Pour que la méthode de la « Homeparty » ait du succès, il est indispensable que les spécialistes de la prévention aient des contacts avec les organisations appropriées. Ces organisations devraient savoir comment atteindre les groupes cibles et être si possible déjà en train de travailler avec eux. Il est également nécessaire que les instances dirigeantes des institutions participantes aient des accords clairs. La « Homeparty » ne devrait pas être considérée comme une intervention ad hoc, mais être intégrée dans une approche structurée liée à un plan de travail. La mise en place de la coopération ne doit pas se faire seulement au niveau des instances dirigeantes, mais aussi entre les spécialistes de terrain ; c’est un élément essentiel du succès. Toute-s les participant-e-s doivent disposer de connaissances suffisantes sur les particularités du groupe cible ou les recevoir durant la phase de préparation. Cela peut aussi signifier que les personnes clés participent aux soirées et informent au préalable sur les éléments particuliers à prendre en compte. Le succès de l’implémentation nécessite aussi une expertise et une affinité avec la méthode de la « Homeparty », particulièrement chez les spécialistes de la prévention. La « Homeparty » doit se terminer de façon systématique avec une évaluation et la distribution de matériel d’information ; c’est la condition pour que cela ne reste pas une action isolée mais que l’action se diffuse, par effet boule de neige.
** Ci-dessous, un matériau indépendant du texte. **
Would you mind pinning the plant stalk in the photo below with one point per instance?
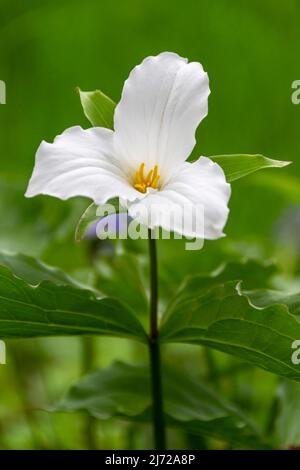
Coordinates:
(154, 349)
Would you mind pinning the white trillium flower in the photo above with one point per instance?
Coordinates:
(143, 161)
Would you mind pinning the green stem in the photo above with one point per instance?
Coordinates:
(154, 349)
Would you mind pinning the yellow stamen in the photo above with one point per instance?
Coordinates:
(141, 183)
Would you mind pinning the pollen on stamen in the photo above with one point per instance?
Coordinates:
(142, 182)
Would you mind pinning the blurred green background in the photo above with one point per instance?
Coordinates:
(47, 48)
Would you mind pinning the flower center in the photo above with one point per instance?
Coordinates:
(141, 182)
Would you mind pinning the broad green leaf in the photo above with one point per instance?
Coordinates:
(90, 217)
(98, 108)
(223, 318)
(253, 273)
(34, 271)
(122, 273)
(236, 166)
(123, 390)
(49, 309)
(287, 424)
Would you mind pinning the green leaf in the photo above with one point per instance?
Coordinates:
(122, 273)
(237, 166)
(98, 108)
(49, 309)
(253, 273)
(223, 318)
(265, 297)
(123, 390)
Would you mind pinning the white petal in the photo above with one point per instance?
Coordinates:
(199, 185)
(163, 101)
(80, 163)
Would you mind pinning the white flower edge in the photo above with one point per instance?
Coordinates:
(163, 101)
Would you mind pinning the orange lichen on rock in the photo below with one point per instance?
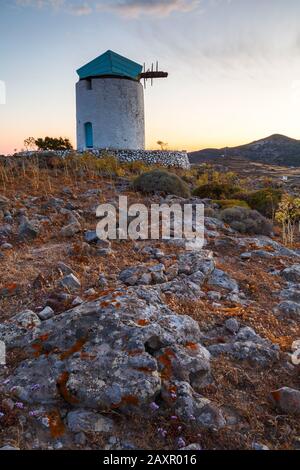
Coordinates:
(73, 349)
(63, 390)
(143, 322)
(56, 425)
(127, 400)
(165, 359)
(192, 346)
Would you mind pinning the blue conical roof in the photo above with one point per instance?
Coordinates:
(110, 63)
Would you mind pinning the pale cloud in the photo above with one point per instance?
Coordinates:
(130, 8)
(153, 7)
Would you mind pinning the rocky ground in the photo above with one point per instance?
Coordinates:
(141, 345)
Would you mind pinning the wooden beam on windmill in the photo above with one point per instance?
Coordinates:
(151, 74)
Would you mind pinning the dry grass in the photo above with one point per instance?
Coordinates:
(241, 390)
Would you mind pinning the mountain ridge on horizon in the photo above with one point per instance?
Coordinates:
(275, 149)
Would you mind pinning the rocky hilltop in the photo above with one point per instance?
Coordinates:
(140, 344)
(274, 150)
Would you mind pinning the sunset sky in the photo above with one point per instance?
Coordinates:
(234, 66)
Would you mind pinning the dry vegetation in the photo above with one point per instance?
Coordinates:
(240, 389)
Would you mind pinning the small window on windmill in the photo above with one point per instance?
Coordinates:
(89, 84)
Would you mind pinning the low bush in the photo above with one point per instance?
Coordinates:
(228, 203)
(217, 191)
(265, 201)
(161, 181)
(247, 221)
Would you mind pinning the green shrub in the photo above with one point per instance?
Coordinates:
(265, 201)
(228, 203)
(161, 181)
(247, 221)
(217, 191)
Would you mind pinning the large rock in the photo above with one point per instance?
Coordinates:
(143, 275)
(87, 421)
(70, 230)
(291, 293)
(248, 345)
(4, 202)
(221, 279)
(192, 407)
(292, 274)
(287, 399)
(111, 354)
(28, 230)
(288, 309)
(26, 319)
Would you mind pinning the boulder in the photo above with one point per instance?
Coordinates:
(114, 353)
(287, 399)
(292, 274)
(70, 282)
(248, 345)
(288, 309)
(87, 421)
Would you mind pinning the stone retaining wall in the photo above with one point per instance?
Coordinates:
(165, 158)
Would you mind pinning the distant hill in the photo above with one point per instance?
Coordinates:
(275, 150)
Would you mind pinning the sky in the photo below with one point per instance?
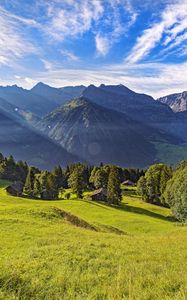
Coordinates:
(141, 44)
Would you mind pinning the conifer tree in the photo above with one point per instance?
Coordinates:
(113, 187)
(76, 180)
(29, 183)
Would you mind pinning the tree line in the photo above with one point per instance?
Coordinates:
(165, 186)
(159, 184)
(43, 184)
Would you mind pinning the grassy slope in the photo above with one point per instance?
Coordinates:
(44, 257)
(171, 154)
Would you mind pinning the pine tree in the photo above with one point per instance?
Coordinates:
(113, 187)
(59, 176)
(29, 183)
(37, 188)
(76, 180)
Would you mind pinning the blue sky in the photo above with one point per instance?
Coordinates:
(142, 44)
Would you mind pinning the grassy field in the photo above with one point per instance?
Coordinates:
(132, 252)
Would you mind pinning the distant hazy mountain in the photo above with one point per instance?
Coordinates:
(58, 95)
(139, 107)
(177, 102)
(27, 100)
(99, 134)
(25, 143)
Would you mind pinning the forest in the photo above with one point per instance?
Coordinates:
(160, 184)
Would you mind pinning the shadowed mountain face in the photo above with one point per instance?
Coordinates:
(58, 95)
(139, 107)
(100, 134)
(26, 144)
(110, 123)
(41, 99)
(177, 102)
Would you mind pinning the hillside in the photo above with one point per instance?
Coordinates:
(132, 248)
(139, 107)
(99, 134)
(23, 142)
(177, 102)
(27, 100)
(58, 95)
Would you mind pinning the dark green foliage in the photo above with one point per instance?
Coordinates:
(10, 170)
(132, 174)
(99, 177)
(176, 194)
(59, 177)
(76, 180)
(113, 187)
(29, 183)
(142, 187)
(151, 186)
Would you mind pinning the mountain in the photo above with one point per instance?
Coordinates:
(27, 100)
(177, 102)
(124, 100)
(57, 95)
(25, 143)
(100, 134)
(139, 107)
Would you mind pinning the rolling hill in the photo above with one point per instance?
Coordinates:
(177, 102)
(135, 246)
(100, 134)
(25, 143)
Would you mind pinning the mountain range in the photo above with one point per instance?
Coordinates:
(109, 123)
(177, 102)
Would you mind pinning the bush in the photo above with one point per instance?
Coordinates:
(176, 194)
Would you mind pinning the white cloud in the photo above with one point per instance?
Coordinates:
(13, 43)
(118, 27)
(72, 18)
(156, 79)
(173, 22)
(47, 64)
(102, 44)
(69, 55)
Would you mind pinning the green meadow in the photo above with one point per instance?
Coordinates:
(134, 251)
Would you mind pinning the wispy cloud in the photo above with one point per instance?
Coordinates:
(71, 18)
(13, 43)
(173, 21)
(155, 79)
(69, 55)
(118, 26)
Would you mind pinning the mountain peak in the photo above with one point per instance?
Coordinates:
(39, 85)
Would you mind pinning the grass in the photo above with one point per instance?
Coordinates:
(136, 252)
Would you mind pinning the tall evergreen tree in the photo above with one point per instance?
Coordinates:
(113, 187)
(76, 180)
(29, 183)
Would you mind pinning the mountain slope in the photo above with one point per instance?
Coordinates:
(177, 102)
(100, 134)
(139, 107)
(124, 100)
(26, 144)
(58, 95)
(27, 100)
Des roulements dans le personnel de la prévention se sont avérés négatifs pour la réussite des « Homeparties ». Une mauvaise communication à l’interne des institutions impliquées s’est aussi avérée négative. Le projet souffre également s’il n’est pas suffisamment équipé et organisé. Il n’est pas seulement nécessaire que l’institution de prévention y consacre du temps, l’organisation clé qui établit le contact avec les familles à inviter doit faire de même. Il peut être nécessaire de faire des modifications à tous les stades de la planification. Un manque de flexibilité des personnes clés, des parents hôtes ou des spécialistes peut prétériter une bonne implémentation.
La « Homeparty » est une méthode appropriée pour atteindre des familles d’un faible niveau socio-économique ne participant pas encore à des mesures de prévention, en particulier des familles migrantes.
L’effet de l’intervention de la « Homeparty » lors de la rencontre elle-même devrait continuer à faire l’objet de recherches.
Il serait souhaitable que la méthode soit implémentée dans une large approche de la prévention au niveau communal. Les conditions de la réussite devraient aussi faire l’objet de recherches dans un projet pratique.
Il faudrait aussi trouver un moyen pour mieux intégrer les pères dans le travail de prévention. Pour cela, la méthode de la « Homeparty » ne semble pas tout à fait appropriée.